Cher, the final honoree of the night, was introduced by comedienne and host of ABC’s The View, Whoopi Goldberg, who hailed the activist, actress and pop diva as someone who can do it all.

“She’s been a teenage pop star, a TV variety show host, a model, a rock star, a pop star, a disco diva, Broadway actor, activist, movie star,” said Goldberg, adding, “She not only marches to the beat of her own drum — honey, she is a one-woman band.”

Country group Little Big Town then took to the stage to perform two of Cher’s solo hits: “Gypsies, Tramps and Thieves” and “I Found Someone,” followed by “Baby Don’t Go” — the 1964 hit she recorded with her former husband and partner Sonny Bono.
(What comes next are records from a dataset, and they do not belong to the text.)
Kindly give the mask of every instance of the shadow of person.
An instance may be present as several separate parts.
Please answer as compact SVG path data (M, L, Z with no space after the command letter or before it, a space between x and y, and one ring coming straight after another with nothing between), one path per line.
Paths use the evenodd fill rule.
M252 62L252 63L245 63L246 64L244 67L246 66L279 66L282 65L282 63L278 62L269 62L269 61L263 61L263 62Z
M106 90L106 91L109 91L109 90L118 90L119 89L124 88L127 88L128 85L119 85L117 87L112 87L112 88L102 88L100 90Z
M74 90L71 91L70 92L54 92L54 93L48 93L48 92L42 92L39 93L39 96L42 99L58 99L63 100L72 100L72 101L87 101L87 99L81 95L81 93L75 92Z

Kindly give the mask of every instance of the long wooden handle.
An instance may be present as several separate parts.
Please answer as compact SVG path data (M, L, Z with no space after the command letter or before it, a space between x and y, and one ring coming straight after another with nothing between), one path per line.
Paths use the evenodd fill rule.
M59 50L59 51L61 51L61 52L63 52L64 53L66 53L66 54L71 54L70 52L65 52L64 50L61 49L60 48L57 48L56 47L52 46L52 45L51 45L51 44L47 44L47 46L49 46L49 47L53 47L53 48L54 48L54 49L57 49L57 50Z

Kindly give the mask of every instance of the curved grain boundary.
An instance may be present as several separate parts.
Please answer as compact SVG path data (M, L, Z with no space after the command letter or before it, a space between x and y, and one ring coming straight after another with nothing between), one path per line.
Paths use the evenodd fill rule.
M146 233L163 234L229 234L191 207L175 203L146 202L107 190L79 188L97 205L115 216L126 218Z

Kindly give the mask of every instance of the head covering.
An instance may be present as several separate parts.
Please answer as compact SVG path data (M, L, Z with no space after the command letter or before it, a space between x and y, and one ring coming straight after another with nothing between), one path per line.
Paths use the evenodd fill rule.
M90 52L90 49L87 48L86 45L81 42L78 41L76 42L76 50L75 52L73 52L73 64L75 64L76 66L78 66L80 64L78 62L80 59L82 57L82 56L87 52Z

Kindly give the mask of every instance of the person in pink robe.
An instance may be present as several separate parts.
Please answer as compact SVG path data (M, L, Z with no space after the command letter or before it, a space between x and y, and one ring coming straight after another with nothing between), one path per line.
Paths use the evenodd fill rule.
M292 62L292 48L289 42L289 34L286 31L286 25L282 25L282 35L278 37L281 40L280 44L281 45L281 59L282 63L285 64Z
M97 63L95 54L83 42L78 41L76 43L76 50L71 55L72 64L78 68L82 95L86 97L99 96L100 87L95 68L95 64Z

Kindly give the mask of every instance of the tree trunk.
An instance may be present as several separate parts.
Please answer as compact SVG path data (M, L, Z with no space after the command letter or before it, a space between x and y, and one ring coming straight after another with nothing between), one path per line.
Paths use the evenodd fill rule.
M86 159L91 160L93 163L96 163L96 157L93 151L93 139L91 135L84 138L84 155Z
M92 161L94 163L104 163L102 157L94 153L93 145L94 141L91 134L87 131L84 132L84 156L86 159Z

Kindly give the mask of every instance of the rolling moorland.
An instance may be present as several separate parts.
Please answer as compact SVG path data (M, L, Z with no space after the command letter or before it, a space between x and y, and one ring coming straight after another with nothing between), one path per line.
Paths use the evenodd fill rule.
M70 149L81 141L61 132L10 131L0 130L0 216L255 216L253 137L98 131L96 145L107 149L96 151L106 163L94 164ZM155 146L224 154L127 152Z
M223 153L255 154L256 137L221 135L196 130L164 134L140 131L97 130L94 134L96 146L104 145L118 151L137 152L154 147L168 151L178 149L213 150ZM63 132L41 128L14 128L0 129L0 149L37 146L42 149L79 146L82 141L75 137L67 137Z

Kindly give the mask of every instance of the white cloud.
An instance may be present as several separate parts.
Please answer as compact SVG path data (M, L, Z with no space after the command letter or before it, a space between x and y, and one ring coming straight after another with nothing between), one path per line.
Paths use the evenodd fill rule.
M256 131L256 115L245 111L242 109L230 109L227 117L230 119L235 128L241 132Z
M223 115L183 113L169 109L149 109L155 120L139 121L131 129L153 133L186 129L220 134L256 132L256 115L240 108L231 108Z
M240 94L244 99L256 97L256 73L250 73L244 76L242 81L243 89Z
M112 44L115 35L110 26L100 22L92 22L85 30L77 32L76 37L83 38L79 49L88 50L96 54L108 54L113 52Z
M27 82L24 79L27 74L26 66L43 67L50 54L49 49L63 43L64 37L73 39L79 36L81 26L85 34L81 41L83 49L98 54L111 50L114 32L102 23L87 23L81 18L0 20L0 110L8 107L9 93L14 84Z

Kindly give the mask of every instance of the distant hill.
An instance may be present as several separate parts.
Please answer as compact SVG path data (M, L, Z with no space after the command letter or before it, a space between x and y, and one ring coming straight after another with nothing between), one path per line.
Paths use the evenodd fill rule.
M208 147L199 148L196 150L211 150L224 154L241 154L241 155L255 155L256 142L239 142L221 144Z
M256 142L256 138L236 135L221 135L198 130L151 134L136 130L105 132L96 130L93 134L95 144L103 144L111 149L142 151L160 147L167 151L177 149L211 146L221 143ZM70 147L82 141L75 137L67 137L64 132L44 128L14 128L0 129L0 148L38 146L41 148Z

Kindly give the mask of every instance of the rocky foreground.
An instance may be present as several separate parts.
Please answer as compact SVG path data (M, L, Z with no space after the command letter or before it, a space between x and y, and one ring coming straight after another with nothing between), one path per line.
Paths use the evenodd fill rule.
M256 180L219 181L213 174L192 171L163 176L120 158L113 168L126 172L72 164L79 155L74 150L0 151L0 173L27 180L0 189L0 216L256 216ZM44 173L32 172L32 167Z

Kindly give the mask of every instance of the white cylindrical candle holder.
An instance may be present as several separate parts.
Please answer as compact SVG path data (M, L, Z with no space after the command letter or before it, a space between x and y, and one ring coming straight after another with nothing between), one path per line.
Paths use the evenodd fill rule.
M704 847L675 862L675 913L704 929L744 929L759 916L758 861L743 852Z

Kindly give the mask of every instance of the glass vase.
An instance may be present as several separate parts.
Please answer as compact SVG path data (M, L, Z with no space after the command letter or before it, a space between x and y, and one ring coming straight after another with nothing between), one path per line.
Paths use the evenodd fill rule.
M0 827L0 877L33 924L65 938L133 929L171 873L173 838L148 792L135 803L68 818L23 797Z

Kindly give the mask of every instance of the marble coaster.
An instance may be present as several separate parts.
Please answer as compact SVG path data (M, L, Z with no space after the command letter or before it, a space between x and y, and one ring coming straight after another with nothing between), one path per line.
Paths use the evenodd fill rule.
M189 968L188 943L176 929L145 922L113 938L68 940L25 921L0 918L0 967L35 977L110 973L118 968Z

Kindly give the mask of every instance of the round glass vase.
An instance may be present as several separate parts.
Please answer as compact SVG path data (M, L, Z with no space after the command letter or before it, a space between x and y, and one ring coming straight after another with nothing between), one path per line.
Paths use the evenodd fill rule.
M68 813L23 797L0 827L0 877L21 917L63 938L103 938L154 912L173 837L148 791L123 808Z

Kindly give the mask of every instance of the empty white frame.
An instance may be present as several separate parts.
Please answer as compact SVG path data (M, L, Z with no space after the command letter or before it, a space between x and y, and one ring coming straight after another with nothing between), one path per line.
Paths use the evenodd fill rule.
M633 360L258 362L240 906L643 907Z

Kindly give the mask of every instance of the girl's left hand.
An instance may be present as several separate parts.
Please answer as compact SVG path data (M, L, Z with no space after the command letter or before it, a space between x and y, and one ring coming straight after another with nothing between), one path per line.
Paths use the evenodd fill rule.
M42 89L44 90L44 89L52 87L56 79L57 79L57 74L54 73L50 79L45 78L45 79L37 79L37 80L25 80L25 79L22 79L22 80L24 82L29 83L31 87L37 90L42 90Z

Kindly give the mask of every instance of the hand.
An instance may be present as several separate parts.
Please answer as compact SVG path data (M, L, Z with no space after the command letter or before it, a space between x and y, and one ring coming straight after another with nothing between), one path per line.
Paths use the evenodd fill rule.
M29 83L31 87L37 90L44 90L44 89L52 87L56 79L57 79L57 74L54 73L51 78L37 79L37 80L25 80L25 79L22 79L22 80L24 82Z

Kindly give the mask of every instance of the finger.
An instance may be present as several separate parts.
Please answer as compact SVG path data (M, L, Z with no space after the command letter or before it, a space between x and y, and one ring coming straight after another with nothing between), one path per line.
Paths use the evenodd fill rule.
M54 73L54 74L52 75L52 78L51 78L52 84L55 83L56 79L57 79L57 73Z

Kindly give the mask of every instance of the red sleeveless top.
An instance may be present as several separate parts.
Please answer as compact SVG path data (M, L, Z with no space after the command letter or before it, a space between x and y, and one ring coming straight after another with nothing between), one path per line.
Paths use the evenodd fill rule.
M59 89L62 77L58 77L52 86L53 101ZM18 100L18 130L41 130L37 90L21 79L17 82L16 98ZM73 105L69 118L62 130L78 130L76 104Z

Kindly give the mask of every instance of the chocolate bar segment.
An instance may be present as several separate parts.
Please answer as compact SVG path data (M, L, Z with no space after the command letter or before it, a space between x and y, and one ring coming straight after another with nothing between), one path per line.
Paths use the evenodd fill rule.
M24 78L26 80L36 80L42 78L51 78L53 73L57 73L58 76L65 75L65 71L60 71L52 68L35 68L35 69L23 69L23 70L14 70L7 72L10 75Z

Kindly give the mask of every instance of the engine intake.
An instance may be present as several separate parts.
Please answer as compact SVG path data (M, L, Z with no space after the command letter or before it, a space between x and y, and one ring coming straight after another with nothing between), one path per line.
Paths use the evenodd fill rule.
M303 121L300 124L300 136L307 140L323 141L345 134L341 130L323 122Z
Cher’s Mama Mia! Here We Go Again co-star Amanda Seyfried continued the tribute, focusing her speech on the entertainer’s work as an activist, noting, “She’s used the enormous power of her voice to speak out on issues that need to be heard, like human rights issues, AIDS research and causes close to our LGBTQ community, which is…so cool.”

The musical tributes continued with Adam Lambert delivering a slow, soulful rendition of Cher’s 1998 hit, “Believe.”

Cyndi Lauper, who opened for Cher on her 1999 Believe tour, as well as her Dressed to Kill outing in 2014, covered the 1989 hit, “If I Could Turn Back Time.” Lauper and Lambert closed out the show with another Sonny & Cher classic, “I Got You Babe.”